Todos los días, a la misma hora, la mujer, ya entrada en años, recorría el camino hacia la iglesia para asistir a “misa de siete” y pedirle al Altísimo que le regresara a su hijo.
Su figura encorvada, vestida de negro, se confundía con la oscuridad de la noche que ya comenzaba a disiparse; desde la desaparición del muchacho, ése era el único color de ropa usado por la anciana.
Hacía más de cuarenta años que el joven había salido rumbo a la escuela y nunca regresó. Las opiniones y explicaciones, casi siempre ficticias, de conocidos y desconocidos a los que la mujer les preguntaba sobre su hijo, se repetían: que si una patrulla se lo había “cargado”, que si había tenido un accidente y una ambulancia lo recogió, que si lo habían secuestrado, que… que… que ¿A quién creer, si cada pista investigada la dejaba más confundida y deprimida?
Una palabra, una seña, era el detonante para que la anciana recorriera la ciudad y preguntara a cuantas personas se le cruzaran en su camino, pero siempre los resultados eran infructuosos. Al joven “se lo había tragado la tierra”, concluía la mujer, llorando.

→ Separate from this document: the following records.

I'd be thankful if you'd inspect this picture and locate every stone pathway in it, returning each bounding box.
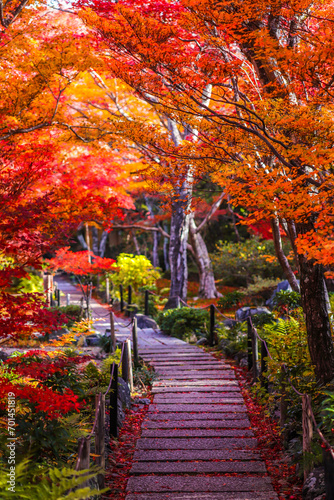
[55,276,278,500]
[54,275,184,348]
[126,346,278,500]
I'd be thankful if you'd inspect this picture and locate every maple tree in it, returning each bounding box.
[0,8,131,341]
[47,247,117,317]
[75,0,334,382]
[60,67,227,300]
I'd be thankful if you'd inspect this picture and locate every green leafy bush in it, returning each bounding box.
[274,290,301,314]
[216,323,247,358]
[0,460,108,500]
[210,238,290,287]
[218,290,245,309]
[13,273,44,293]
[158,307,210,340]
[112,253,160,298]
[49,304,83,328]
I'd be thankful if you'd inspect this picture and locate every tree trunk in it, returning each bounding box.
[152,233,160,267]
[271,218,300,293]
[99,231,109,257]
[131,229,140,255]
[163,224,170,271]
[296,224,334,384]
[92,226,99,255]
[189,214,221,299]
[144,196,160,267]
[165,199,189,309]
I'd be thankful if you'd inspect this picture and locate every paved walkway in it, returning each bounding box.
[126,342,278,500]
[55,277,278,500]
[54,275,184,348]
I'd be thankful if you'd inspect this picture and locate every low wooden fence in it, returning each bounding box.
[75,312,138,489]
[247,317,334,494]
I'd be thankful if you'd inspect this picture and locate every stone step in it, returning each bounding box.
[130,461,266,474]
[156,370,235,382]
[125,491,278,500]
[127,475,273,492]
[142,419,250,429]
[155,365,231,374]
[151,359,229,366]
[141,428,254,439]
[153,395,244,404]
[140,350,213,361]
[152,380,241,394]
[149,403,246,413]
[146,411,247,422]
[153,379,239,390]
[133,449,261,462]
[136,438,257,450]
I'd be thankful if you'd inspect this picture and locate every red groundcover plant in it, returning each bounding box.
[0,350,90,420]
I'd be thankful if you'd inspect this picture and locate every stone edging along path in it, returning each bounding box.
[126,343,278,500]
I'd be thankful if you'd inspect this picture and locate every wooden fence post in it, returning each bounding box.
[56,288,60,307]
[76,436,90,487]
[95,392,106,489]
[122,340,133,392]
[145,290,149,316]
[261,340,268,391]
[252,327,259,383]
[106,277,110,304]
[247,316,253,371]
[132,318,139,367]
[110,311,116,352]
[209,304,215,347]
[302,394,314,480]
[119,285,124,312]
[322,448,334,500]
[109,363,118,437]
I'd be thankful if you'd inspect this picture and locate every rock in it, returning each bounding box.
[218,339,230,351]
[233,351,247,364]
[235,307,271,322]
[133,398,151,405]
[111,299,121,312]
[126,304,139,318]
[118,377,131,408]
[86,333,102,346]
[189,332,197,344]
[223,318,237,328]
[117,399,125,427]
[302,467,326,500]
[135,314,158,330]
[196,337,209,345]
[0,351,9,361]
[266,280,299,309]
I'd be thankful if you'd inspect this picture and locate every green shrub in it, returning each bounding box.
[0,459,108,500]
[216,323,247,358]
[111,253,160,298]
[274,290,301,314]
[218,290,245,309]
[210,238,290,287]
[49,304,83,328]
[158,307,210,340]
[13,273,44,293]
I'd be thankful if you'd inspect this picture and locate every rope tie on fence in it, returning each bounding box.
[75,334,135,471]
[104,333,131,396]
[249,316,334,460]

Pero hoy, el alba no la había visto recorrer el cotidiano sendero. La anciana yacía en su camastro, su respiración era agitada, su frente estaba perlada de sudor y con sus débiles manos se oprimía el vientre, tratando de aminorar el dolor que sentía.
De pronto, su mirada se clavó fijamente en un punto, en su boca se dibujó una sonrisa, apenas perceptible y su pecho dejó de agitarse… La anciana ya no se levantaría presurosa para ir a pedir, ante el altar de la iglesia, por el regreso de su amado hijo.